Well, since my working situation has not yet changed, I feel no need in particular to recount the many stimulating hours doing nothing in the recruiting office underneath the Goldleaf Mall. I can, however, let you know what I'll be doing in the near future, as our teaching posts have been officially assigned. You're looking at (the blog of) Tongliao's newest 1st and 2nd grade spoken English teacher! I've been blessed with a gaggle of some of the tiniest tinies I have a feeling I will soon appreciate all the time I spent with my nephews and niece this summer. I really got a sweet deal too, as I only teach a total of 16 lessons a week at 40 minutes each. Do the math - that's not a lot of work. Plus, I get weekends off and a 5 day break every month (a privilege not granted to my colleagues teaching in the high school BWAHAHA they only get the 5 day break every other month). AND I'll be off for a full month starting January 14. Oh yeah the other sweetass perk is I don't start teaching til the 21st, whereas the high school teachers start the 10th. Awwwwwww damn. I rule.
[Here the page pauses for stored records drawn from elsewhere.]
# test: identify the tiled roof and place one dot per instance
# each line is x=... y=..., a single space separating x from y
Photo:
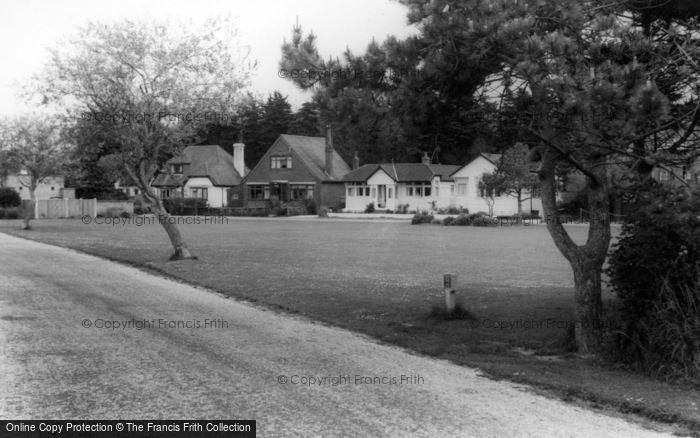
x=312 y=150
x=404 y=172
x=210 y=161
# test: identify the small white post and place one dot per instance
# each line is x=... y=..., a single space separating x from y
x=449 y=285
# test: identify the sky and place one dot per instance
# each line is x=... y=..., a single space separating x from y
x=29 y=27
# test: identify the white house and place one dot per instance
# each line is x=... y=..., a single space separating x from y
x=425 y=186
x=205 y=172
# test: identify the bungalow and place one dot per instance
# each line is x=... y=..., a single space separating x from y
x=426 y=186
x=295 y=168
x=205 y=172
x=49 y=187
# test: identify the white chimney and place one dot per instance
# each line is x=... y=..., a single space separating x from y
x=238 y=162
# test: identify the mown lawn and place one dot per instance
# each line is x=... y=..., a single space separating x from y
x=384 y=278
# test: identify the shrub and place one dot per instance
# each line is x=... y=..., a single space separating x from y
x=453 y=210
x=9 y=198
x=422 y=217
x=654 y=268
x=114 y=212
x=310 y=205
x=481 y=219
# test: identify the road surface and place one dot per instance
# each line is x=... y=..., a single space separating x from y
x=85 y=338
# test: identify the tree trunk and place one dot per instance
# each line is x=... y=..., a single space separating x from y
x=588 y=306
x=586 y=260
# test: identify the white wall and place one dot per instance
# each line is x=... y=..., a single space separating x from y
x=216 y=195
x=43 y=190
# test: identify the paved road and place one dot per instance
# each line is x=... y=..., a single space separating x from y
x=247 y=364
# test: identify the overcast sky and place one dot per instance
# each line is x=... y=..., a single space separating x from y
x=28 y=27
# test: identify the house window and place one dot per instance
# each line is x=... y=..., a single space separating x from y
x=302 y=191
x=281 y=162
x=199 y=192
x=258 y=192
x=166 y=193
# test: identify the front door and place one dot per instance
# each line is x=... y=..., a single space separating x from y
x=381 y=196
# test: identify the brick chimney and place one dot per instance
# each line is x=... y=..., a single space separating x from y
x=238 y=161
x=355 y=162
x=329 y=150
So that's the sort of logistical update, I suppose. I have a couple of interesting stories about our adventures during our free time, though. The other day, those of us in my recruiting group (Clay, Jacob and Courtney) spent a bit of our day off in the city looking for a place to get facials. That's no typo, we really found a place to get facials - all of us...but not before mistakenly (or maybe not...) wandering into the "No Light District," and yeah that is what it sounds like. Pretty damn sketchy. Seeing as all the beds in the places were all out in the open inside each little shop, I don't think any of us will be patronizing those establishments.
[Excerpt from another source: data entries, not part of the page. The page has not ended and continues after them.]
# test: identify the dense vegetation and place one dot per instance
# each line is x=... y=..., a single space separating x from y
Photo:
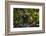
x=25 y=17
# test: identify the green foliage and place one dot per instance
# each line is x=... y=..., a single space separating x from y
x=21 y=16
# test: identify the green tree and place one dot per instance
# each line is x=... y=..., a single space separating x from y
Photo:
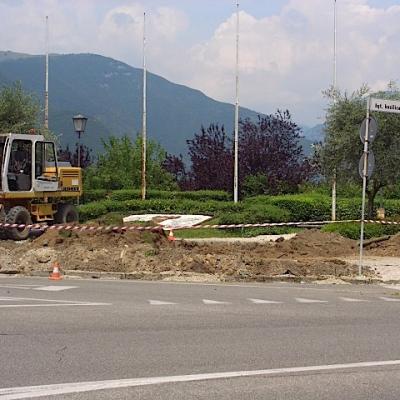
x=19 y=110
x=119 y=166
x=342 y=148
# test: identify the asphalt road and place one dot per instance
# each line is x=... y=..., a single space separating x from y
x=152 y=340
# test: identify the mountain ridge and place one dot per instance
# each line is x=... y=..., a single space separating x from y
x=109 y=93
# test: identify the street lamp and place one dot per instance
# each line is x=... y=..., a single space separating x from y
x=79 y=126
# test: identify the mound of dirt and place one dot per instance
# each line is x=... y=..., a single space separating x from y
x=388 y=248
x=151 y=255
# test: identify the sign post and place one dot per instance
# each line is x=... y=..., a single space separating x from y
x=368 y=133
x=364 y=176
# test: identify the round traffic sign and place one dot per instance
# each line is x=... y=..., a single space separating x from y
x=372 y=130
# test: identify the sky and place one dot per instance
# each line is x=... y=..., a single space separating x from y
x=286 y=46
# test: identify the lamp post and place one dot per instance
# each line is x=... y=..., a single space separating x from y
x=79 y=126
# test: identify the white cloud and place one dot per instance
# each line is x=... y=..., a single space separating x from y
x=285 y=59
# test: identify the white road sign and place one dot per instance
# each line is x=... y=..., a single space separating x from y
x=382 y=105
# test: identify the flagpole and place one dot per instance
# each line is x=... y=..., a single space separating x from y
x=144 y=115
x=334 y=180
x=236 y=138
x=46 y=91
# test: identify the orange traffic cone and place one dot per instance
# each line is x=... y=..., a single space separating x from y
x=56 y=275
x=171 y=236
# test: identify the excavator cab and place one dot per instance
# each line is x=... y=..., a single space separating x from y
x=33 y=186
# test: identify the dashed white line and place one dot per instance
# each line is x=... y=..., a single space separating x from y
x=29 y=392
x=389 y=299
x=352 y=300
x=260 y=301
x=305 y=301
x=206 y=301
x=54 y=288
x=160 y=303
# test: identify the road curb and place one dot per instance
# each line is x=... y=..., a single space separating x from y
x=146 y=276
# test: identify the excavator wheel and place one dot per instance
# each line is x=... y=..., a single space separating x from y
x=18 y=215
x=66 y=213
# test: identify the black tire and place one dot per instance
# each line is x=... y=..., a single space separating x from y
x=65 y=214
x=3 y=233
x=18 y=215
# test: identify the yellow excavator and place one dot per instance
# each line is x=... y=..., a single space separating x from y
x=34 y=186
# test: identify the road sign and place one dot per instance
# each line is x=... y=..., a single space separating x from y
x=371 y=165
x=382 y=105
x=372 y=130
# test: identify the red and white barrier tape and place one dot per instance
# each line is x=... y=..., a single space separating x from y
x=111 y=228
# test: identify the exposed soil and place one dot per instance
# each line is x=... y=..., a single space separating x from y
x=150 y=255
x=389 y=248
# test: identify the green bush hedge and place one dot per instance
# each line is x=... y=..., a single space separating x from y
x=93 y=195
x=352 y=230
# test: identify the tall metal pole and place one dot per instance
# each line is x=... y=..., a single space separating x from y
x=236 y=139
x=334 y=100
x=79 y=149
x=365 y=175
x=46 y=92
x=144 y=116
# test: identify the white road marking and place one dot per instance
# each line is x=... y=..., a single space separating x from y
x=48 y=302
x=389 y=299
x=54 y=288
x=206 y=301
x=16 y=393
x=160 y=303
x=351 y=300
x=23 y=287
x=303 y=300
x=259 y=301
x=52 y=305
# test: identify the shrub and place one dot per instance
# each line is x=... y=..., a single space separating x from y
x=93 y=195
x=352 y=230
x=304 y=207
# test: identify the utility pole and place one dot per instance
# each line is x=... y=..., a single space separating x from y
x=46 y=91
x=334 y=178
x=144 y=115
x=236 y=139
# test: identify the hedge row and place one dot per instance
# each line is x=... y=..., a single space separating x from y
x=301 y=207
x=210 y=207
x=352 y=230
x=132 y=194
x=311 y=207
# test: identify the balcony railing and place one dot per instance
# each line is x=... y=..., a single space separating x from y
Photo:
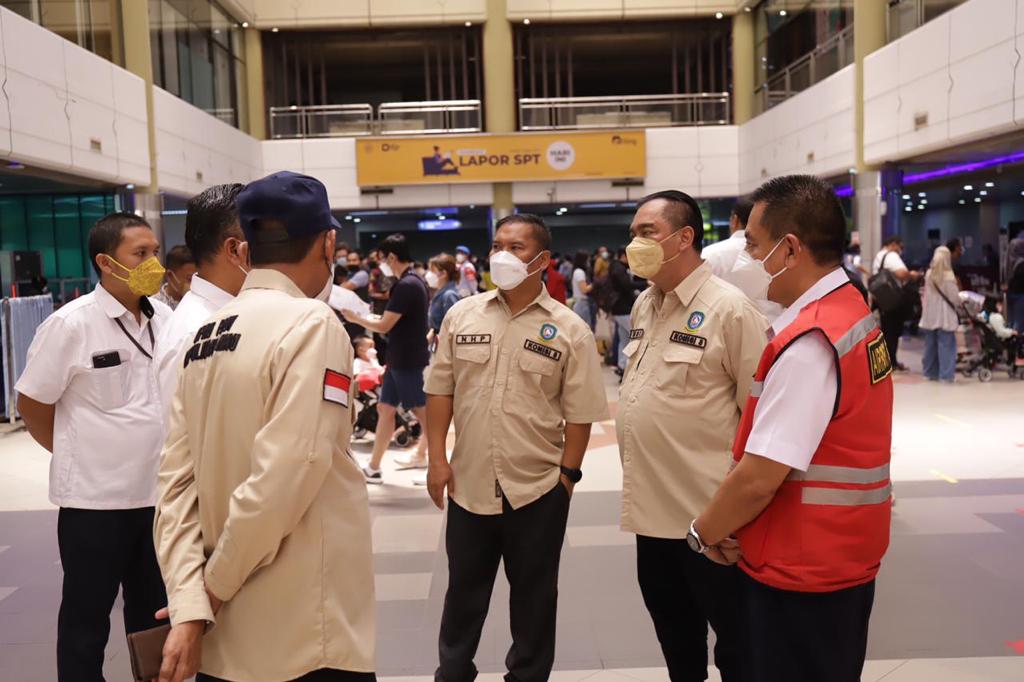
x=325 y=121
x=458 y=116
x=822 y=61
x=627 y=112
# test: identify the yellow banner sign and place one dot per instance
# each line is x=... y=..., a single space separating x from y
x=564 y=156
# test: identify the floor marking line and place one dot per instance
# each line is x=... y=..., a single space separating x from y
x=943 y=476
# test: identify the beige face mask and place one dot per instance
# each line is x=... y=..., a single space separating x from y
x=646 y=256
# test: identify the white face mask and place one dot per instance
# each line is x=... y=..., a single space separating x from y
x=507 y=271
x=751 y=276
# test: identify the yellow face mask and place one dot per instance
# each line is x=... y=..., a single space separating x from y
x=143 y=280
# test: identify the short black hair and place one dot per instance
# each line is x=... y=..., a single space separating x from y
x=681 y=210
x=177 y=257
x=105 y=236
x=540 y=228
x=211 y=218
x=741 y=209
x=397 y=245
x=275 y=246
x=805 y=206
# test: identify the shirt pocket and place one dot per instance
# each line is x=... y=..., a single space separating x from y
x=678 y=360
x=110 y=387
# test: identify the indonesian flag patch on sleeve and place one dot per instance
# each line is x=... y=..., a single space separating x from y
x=336 y=387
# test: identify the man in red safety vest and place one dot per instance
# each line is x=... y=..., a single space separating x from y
x=807 y=506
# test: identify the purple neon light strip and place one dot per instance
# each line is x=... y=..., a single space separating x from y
x=960 y=169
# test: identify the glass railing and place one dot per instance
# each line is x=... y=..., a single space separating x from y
x=825 y=59
x=457 y=116
x=905 y=15
x=705 y=109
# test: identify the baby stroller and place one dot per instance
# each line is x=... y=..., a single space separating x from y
x=995 y=352
x=407 y=428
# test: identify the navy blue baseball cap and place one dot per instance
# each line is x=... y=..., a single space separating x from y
x=298 y=202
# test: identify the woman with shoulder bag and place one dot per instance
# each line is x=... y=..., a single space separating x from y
x=940 y=317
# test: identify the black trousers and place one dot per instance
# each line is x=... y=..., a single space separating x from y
x=892 y=329
x=811 y=637
x=323 y=675
x=529 y=542
x=683 y=591
x=101 y=552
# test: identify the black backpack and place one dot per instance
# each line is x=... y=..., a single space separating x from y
x=886 y=289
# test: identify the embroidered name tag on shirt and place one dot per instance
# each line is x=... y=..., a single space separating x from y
x=542 y=349
x=689 y=340
x=472 y=339
x=336 y=387
x=878 y=359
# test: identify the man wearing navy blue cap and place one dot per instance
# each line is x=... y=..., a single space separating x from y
x=263 y=521
x=467 y=271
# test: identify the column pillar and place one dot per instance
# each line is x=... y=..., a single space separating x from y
x=868 y=35
x=255 y=95
x=742 y=67
x=138 y=59
x=499 y=89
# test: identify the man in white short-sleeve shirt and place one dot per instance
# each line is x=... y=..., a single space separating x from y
x=89 y=395
x=218 y=246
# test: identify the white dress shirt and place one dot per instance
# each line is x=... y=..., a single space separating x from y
x=722 y=258
x=799 y=393
x=202 y=301
x=107 y=424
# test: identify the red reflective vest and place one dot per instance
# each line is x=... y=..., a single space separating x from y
x=827 y=528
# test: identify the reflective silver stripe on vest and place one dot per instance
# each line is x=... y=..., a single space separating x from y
x=822 y=473
x=856 y=334
x=843 y=498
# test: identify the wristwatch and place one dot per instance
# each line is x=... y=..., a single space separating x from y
x=693 y=540
x=574 y=475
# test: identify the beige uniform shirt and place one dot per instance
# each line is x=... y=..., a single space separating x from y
x=259 y=495
x=692 y=355
x=516 y=381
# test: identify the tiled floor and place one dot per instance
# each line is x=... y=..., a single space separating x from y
x=949 y=596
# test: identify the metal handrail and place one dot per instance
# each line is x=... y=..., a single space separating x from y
x=787 y=82
x=322 y=121
x=696 y=109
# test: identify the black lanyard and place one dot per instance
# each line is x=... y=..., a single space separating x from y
x=153 y=342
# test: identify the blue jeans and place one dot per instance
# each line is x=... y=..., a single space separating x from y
x=623 y=334
x=940 y=354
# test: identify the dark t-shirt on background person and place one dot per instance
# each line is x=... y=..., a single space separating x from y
x=407 y=348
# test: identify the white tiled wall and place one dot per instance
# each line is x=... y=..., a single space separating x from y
x=196 y=151
x=812 y=132
x=307 y=13
x=65 y=109
x=960 y=70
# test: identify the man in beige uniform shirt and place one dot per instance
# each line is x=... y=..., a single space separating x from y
x=695 y=343
x=263 y=522
x=519 y=372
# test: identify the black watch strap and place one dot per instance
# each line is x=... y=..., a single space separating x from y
x=574 y=475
Feeling just a little dirtier, we found a place to get facials. The girls inside brought the 4 of us upstairs to a room with beds lined up, hospital style, and we were all facialed together right there at the same time. For one hour and 20 yuan (about $2.50), I laid there and got the crap pounded out of my skull and who-knows-what rubbed into my skin. It felt nice, but it's certainly not the relaxing, steamy, pore-opening experience one gets in the States. Towards the end, the girl facial-ing me put this vapor-emitting contraption over my face...I guess it was just a water-mister thingie, but it was cool and smelled funny and for a few minutes I was sure that it was scary death gas. I survived, though, no worse for the wear, and emerged from the place with a face soft as a baby's butt.

Yesterday, on another day off, all 9 of us were summoned to meet none other than the President of the Communist Party here in Inner Mongolia. We basically waited for him to arrive for like, an hour and a half, and spent the 15 minutes he was here seeing the school's promotional video and taking pictures with him, but I thought that was worth mentioning nonetheless. He's kind of a big deal. I stood right next to him for the picture. I guess that makes me a slightly more communist big deal, bwahahaha...
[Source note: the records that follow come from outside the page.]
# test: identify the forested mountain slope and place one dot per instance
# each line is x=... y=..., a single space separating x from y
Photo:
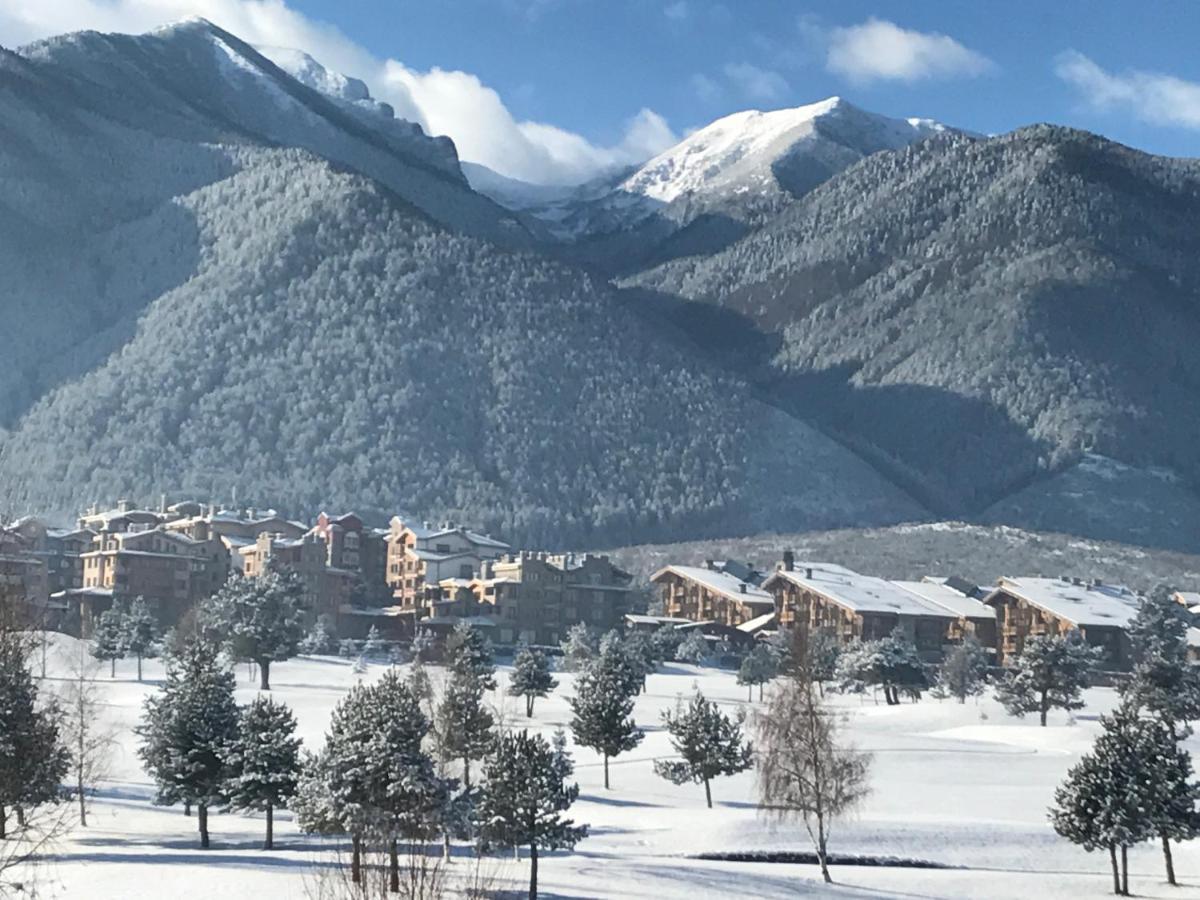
x=335 y=348
x=972 y=313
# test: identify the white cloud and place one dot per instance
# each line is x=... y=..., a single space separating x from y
x=1151 y=96
x=759 y=84
x=444 y=102
x=882 y=51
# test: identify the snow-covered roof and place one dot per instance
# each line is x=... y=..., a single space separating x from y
x=940 y=594
x=720 y=583
x=757 y=623
x=859 y=593
x=1078 y=604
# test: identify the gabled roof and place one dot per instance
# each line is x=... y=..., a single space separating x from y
x=858 y=593
x=1078 y=604
x=719 y=583
x=941 y=594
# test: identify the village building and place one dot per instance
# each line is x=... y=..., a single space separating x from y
x=327 y=588
x=856 y=607
x=171 y=571
x=711 y=594
x=420 y=558
x=973 y=618
x=1101 y=613
x=357 y=547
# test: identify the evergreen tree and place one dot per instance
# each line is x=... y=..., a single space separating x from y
x=139 y=631
x=322 y=641
x=757 y=667
x=108 y=636
x=375 y=645
x=694 y=648
x=469 y=653
x=463 y=721
x=525 y=795
x=262 y=618
x=579 y=648
x=264 y=762
x=709 y=743
x=1104 y=803
x=381 y=784
x=1049 y=673
x=603 y=709
x=531 y=677
x=187 y=730
x=964 y=672
x=892 y=664
x=34 y=757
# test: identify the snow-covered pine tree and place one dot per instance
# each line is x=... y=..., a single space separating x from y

Speaking of big deals, tonight we plan on attending the grand opening of a club called Banana in the city. I spotted it some time ago, with its huge lion's head growling over the doorway, with the word "Spicy" in neon lights. Don't worry, it's not that kind of club - they let us look inside. They just probably don't know what spicy means...maybe they meant "hot." Either way, we plan on taking our big deal selves up in that joint and making it the trendy new spot where all the foreigners go. We're very excited. I even bought a couple new clubbing shirts here in honor of the occasion (for about $10!) so I'm slutted out Chinese style instead of American. So I'm sure you'll want to hear all about it, and with that, I'll peace out right here and get ready!